First let me thank you @lllyasviel and the whole dev team 4 this great product you have made.
I have tested and compared nearly all Stable Diffusion products out there on the open source market for 2 months now. I've run them all on Intel CPU only, so no GPU testing. Here are my results and the issues i have encountered while running the tests:
Stable Diffusion Webui: slow rendering 8 minutes for 1024x1024 image in 20 steps, very high virtual memory allocation
Automatic: fork based on SD-webui same issues there
Invoke AI: very hard to set this up and get it running. 2 minutes for 1024x1024 image in 20 steps, low memory consumption and low virtual memory allocation. Not so nice user interface. Outpainting objects takes much try and error to get decent results and its controlnet face swap is not good at all.
Fooocus (v2.1.824) : the initial test was slow, 8 minutes for 1024x1024 image in 20 steps.

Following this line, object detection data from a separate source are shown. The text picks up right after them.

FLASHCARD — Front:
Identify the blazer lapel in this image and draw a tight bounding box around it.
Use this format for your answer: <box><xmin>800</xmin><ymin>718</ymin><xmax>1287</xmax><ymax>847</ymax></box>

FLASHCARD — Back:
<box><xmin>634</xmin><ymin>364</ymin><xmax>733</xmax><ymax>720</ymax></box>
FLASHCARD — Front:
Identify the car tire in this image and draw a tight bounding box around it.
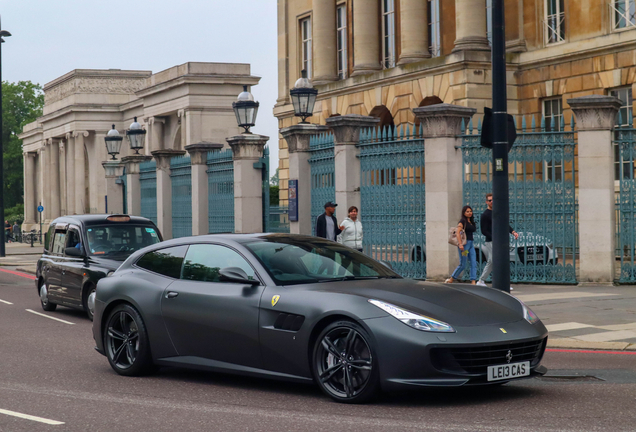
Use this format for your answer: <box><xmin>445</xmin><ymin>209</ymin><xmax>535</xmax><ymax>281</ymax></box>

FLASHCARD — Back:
<box><xmin>82</xmin><ymin>284</ymin><xmax>96</xmax><ymax>321</ymax></box>
<box><xmin>104</xmin><ymin>304</ymin><xmax>153</xmax><ymax>376</ymax></box>
<box><xmin>312</xmin><ymin>321</ymin><xmax>380</xmax><ymax>404</ymax></box>
<box><xmin>38</xmin><ymin>281</ymin><xmax>57</xmax><ymax>312</ymax></box>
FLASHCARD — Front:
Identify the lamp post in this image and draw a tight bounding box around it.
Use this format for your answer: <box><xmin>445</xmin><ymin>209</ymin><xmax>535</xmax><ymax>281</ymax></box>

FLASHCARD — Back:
<box><xmin>124</xmin><ymin>117</ymin><xmax>146</xmax><ymax>154</ymax></box>
<box><xmin>104</xmin><ymin>125</ymin><xmax>124</xmax><ymax>160</ymax></box>
<box><xmin>0</xmin><ymin>17</ymin><xmax>11</xmax><ymax>257</ymax></box>
<box><xmin>289</xmin><ymin>69</ymin><xmax>318</xmax><ymax>123</ymax></box>
<box><xmin>232</xmin><ymin>85</ymin><xmax>258</xmax><ymax>133</ymax></box>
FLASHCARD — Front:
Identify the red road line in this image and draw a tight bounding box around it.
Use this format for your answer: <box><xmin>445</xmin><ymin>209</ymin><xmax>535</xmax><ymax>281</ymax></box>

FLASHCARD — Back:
<box><xmin>0</xmin><ymin>269</ymin><xmax>37</xmax><ymax>280</ymax></box>
<box><xmin>546</xmin><ymin>348</ymin><xmax>636</xmax><ymax>355</ymax></box>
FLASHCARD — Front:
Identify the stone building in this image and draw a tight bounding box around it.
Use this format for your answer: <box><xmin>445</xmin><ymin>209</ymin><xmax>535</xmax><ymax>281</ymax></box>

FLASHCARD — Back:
<box><xmin>20</xmin><ymin>63</ymin><xmax>260</xmax><ymax>231</ymax></box>
<box><xmin>274</xmin><ymin>0</ymin><xmax>636</xmax><ymax>204</ymax></box>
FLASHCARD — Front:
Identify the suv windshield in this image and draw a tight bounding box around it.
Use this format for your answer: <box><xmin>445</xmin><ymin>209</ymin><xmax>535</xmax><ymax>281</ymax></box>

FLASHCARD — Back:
<box><xmin>245</xmin><ymin>237</ymin><xmax>400</xmax><ymax>285</ymax></box>
<box><xmin>86</xmin><ymin>224</ymin><xmax>161</xmax><ymax>257</ymax></box>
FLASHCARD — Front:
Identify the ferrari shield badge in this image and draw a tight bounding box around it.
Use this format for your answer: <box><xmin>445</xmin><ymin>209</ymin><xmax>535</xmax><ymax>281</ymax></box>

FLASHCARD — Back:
<box><xmin>272</xmin><ymin>295</ymin><xmax>280</xmax><ymax>306</ymax></box>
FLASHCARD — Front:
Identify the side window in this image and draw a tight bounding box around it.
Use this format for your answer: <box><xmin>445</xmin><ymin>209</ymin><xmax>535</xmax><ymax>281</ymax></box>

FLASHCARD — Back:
<box><xmin>51</xmin><ymin>231</ymin><xmax>66</xmax><ymax>255</ymax></box>
<box><xmin>137</xmin><ymin>246</ymin><xmax>188</xmax><ymax>279</ymax></box>
<box><xmin>181</xmin><ymin>244</ymin><xmax>255</xmax><ymax>282</ymax></box>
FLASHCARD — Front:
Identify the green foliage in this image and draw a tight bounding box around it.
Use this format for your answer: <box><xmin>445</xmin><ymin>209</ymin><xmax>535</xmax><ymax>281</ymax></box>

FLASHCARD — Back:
<box><xmin>269</xmin><ymin>186</ymin><xmax>278</xmax><ymax>205</ymax></box>
<box><xmin>2</xmin><ymin>81</ymin><xmax>44</xmax><ymax>210</ymax></box>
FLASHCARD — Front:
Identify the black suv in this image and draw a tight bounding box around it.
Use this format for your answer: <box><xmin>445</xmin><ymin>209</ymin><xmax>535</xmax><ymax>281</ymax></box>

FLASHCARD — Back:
<box><xmin>35</xmin><ymin>214</ymin><xmax>162</xmax><ymax>320</ymax></box>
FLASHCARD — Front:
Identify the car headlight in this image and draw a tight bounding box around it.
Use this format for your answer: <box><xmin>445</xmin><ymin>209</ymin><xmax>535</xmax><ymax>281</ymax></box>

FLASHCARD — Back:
<box><xmin>369</xmin><ymin>300</ymin><xmax>455</xmax><ymax>333</ymax></box>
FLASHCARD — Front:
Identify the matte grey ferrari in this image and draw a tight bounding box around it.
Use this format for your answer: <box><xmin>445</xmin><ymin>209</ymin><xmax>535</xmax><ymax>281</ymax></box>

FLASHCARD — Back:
<box><xmin>93</xmin><ymin>234</ymin><xmax>548</xmax><ymax>403</ymax></box>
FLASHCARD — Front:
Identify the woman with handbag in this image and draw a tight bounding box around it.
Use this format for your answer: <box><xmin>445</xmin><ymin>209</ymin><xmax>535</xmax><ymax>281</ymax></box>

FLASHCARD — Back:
<box><xmin>446</xmin><ymin>206</ymin><xmax>477</xmax><ymax>285</ymax></box>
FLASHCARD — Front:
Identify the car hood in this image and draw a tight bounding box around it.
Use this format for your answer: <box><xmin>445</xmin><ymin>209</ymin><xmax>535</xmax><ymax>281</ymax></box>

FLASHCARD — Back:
<box><xmin>314</xmin><ymin>279</ymin><xmax>523</xmax><ymax>326</ymax></box>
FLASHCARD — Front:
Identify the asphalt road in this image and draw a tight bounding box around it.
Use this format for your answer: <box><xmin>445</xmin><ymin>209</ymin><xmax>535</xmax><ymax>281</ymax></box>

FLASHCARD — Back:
<box><xmin>0</xmin><ymin>271</ymin><xmax>636</xmax><ymax>432</ymax></box>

I had to change a few lines of code to get Fooocus to run on 16 threads, i have more threads available but 16 seems to be a sweet spot somehow:
++++ (model-management.py)
if args.always_cpu:
force 16 threads
torch.set_num_threads(16)
cpu_state = CPUState.CPU
++++
I had to install and setup extra memory managent tools (MALLOC) and (ACCELERATE) on system lvl too:
++++ the system config commands are:
export MALLOCC_CONF="oversize_threshold:1,background_thread:true,metadata_thp:auto,dirty_decay_ms:9000000000,muzzy_decay_ms:9000000000"
export OMP_PROC_BIND=CLOSE
export OMP_SCHEDULE=STATIC
export KMP_AFFINITY=granularity=fine,compact,1,0
export OMP_NUM_THREAD=16
export GOMP_CPU_AFFINITY="0-15"
export ONEDNN_PRIMITIVE_CACHE_CAPACITY=200
++++
Then start Fooocus with the following command line:
numactl --all accelerate launch --num_cpu_threads_per_process=16 launch.py --cpu --fp32-vae --fp32-text-enc --disable-xformers --dont-print-server --disable-metadata --use-pytorch-cross-attention
++++
Now Fooocus runs more like greased lighting with only CPU support (oh, and some multi threading of course ;-)))
2 minutes for 1024x1024 image in 20 steps with juggernaut
under 1 minute for 1024x1024 image in 8 steps with LCM
1.20 minutes for 1024x1024 image 8 steps with TurboVision
I've recently installed the latest Fooocus version, had to make the same changes in the code cos it did not utilize the 16 threads by default. Start this version (2.1.864) with the following command line (assuming you have MALLOC and ACCELERATE already installed on system lvl):
numactl --all accelerate launch --num_cpu_threads_per_process=16 launch.py --always-cpu --all-in-fp32 --disable-xformers --attention-pytorch --disable-server-log
No issues at all runs butter smooth and fine with the same previous render times. And its outpainting/faceswap is the best i've seen sofar. I have to admit i've not tested ComfyUI yet, cos i don't like doobling with noodles very much.
Hope this helps anyone who owns a fast recent/decent CPU (8 or more threads pref.) only machine with alot of memory.
You can run Fooocus with 2 minutes or less render time on a beefy INTEL CPU machine.
I can't help Apple or AMD users here, maybe the same solution i've discripted above will work for them too.
Lastly here is another advice i want to give to all you happy Fooocus users out there. Please be very conservative with installing extra models (checkpoints/lora's) cos they are very large (in GB's) and they will overload your sparse memory. Just sticking with the basic juggernaut, 1 default lora plus some default models fooocus loads at startup is around 14 GB!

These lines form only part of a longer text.